Monday, August 29, 2011

Art Museums

Writing about that trip we took to Europe last year, I was reminded that when we were in Madrid we visited two world class art museums. (Did not visit any museums in Ireland, but Ireland came out way ahead on pubs over Spain.) The first was of course The Prado, Museo de Prado, one of the greatest art museums in the world. Going to The Prado was my only must-do thing on the whole trip. I've wanted to go there for years. It was fabulous. The paintings of Goya alone are worth the trip. Throw in Velazquez, Titian, and Bosch and you are into major overkill. The other museum, which was devoted primarily to Spanish artists, was the Museo Nacional Centro de Arte Reina Sofia, which has only 20th century art inside. It is a relatively new museum; it just opened in 1992.

OK, I'll be right up front here. I love modern art. Places like these art museums draw me in because such places, chock full of celebrated art, pulls me into a world that seems much more human and empathetic than the very real world in which it was created and in which it now stands long after its creator has passed into a world beyond this one. It's almost as if great art lifts you out of the so-called "real world" and shows you another one, the real "real world". Perhaps that's what draws us to it.

Take this wonderful interplay of shapes and colors in this Joan Miro work from 1938, for example. This piece is in the Museo Nacional Centro de Arte Reina Sofia, the Queen Sofia Museum. I'm not certain how many by Miro the museum holds. For some reason, I did not purchase the museum book that you can always find in the gift shop. Maybe that was a low euro day, because I usually make a point of buying the book. This one is called Retrato II.

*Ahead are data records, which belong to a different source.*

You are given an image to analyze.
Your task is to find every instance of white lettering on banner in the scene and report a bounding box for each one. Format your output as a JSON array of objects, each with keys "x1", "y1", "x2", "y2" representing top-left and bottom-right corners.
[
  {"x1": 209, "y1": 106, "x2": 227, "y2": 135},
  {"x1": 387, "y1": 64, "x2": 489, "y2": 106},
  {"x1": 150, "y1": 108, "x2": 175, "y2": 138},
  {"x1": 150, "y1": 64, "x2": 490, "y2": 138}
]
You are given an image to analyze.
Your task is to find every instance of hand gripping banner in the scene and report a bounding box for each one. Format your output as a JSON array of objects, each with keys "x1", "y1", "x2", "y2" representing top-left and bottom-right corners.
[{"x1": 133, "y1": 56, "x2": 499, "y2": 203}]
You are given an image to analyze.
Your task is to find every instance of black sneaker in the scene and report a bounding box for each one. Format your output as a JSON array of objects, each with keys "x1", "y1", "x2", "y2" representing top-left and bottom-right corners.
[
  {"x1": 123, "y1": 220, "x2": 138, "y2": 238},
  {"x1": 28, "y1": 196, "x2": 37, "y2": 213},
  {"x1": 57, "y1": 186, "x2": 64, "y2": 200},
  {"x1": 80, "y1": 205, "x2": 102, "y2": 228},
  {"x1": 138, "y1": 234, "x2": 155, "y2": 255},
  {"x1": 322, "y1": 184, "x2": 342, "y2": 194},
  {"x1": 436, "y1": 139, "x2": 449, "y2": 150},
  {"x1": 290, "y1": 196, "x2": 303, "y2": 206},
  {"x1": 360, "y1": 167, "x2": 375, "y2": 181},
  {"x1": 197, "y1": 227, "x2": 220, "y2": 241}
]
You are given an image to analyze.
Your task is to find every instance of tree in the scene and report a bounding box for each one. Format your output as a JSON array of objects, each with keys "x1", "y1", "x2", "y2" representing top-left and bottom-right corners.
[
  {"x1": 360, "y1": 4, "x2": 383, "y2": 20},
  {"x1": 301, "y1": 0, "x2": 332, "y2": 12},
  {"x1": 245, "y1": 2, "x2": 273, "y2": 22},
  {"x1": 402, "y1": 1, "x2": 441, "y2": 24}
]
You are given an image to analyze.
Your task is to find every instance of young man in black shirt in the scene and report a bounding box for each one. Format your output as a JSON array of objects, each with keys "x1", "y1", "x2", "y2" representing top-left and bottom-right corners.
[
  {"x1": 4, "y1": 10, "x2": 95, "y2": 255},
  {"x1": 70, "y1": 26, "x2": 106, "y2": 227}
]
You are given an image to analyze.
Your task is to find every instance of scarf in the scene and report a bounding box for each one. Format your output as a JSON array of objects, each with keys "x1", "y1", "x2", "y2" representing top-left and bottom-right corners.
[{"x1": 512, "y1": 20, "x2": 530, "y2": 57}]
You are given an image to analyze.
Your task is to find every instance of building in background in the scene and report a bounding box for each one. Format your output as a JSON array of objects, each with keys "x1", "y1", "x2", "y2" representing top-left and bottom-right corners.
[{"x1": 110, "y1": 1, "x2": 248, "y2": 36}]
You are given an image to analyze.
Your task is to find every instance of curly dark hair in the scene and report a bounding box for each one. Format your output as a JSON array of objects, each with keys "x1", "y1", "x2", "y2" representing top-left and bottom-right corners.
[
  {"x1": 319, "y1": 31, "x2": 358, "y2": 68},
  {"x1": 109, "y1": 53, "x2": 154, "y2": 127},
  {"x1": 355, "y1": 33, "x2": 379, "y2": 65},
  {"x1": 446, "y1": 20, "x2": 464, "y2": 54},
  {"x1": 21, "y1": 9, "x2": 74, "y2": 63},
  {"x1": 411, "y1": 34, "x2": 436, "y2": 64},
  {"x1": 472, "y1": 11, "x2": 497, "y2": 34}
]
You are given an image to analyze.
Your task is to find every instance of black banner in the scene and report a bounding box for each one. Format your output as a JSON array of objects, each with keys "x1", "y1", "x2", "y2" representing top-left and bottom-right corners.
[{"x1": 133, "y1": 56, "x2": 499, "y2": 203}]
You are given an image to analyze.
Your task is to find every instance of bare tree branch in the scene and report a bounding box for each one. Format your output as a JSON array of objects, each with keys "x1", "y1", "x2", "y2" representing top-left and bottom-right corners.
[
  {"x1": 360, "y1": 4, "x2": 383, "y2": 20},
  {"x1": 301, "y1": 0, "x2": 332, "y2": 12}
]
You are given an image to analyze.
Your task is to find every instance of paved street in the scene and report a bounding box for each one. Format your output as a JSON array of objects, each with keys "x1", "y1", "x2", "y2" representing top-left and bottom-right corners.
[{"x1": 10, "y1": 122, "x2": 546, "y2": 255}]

Looking up the piece above to show you whetted my appetite for some more. So I went and checked on the Miro pieces Susan and I have seen in other places. We saw this one spring last year in the MOMA. It's called A Beautiful Bird Revealing the Unknown to a Pair of Lovers. This is actually a drawing in goache and charcoal on paper from the early World War II years.

Joan Miro, goache & charcoal on paper, 1941

It's difficult to stop once you get started trying chasing these things down these things down. Here's another Miro we saw at the MOMA. This is The Birth of the World

Joan Miro, oil on canvas, 1925
I would not pretend to say anything about these pieces other than they spur in me a welter of thoughts about the nature of human beings, our understanding of beauty and truth and the world around us. And they stir in me feelings that I can get only in the presence of great art . . . the kind of feelings you can't hang words on.

To my delight I found a short little YouTube video that lets you look at a bunch more of Miro's works. So if you have not had enough to this point, there's more. And of course, if you have had enough, it's likely you never read down this far anyway. After fiddling awhile with it, I could not get the video to embed in this write-up. But if you want to watch it, you can find it here. Enjoy!

1 comment:

Montag said...

Thanks for sharing your love of Miro. The Civil War was in the mid 30's and there was a flowering of genius on the Iberian peninsula in the years around it.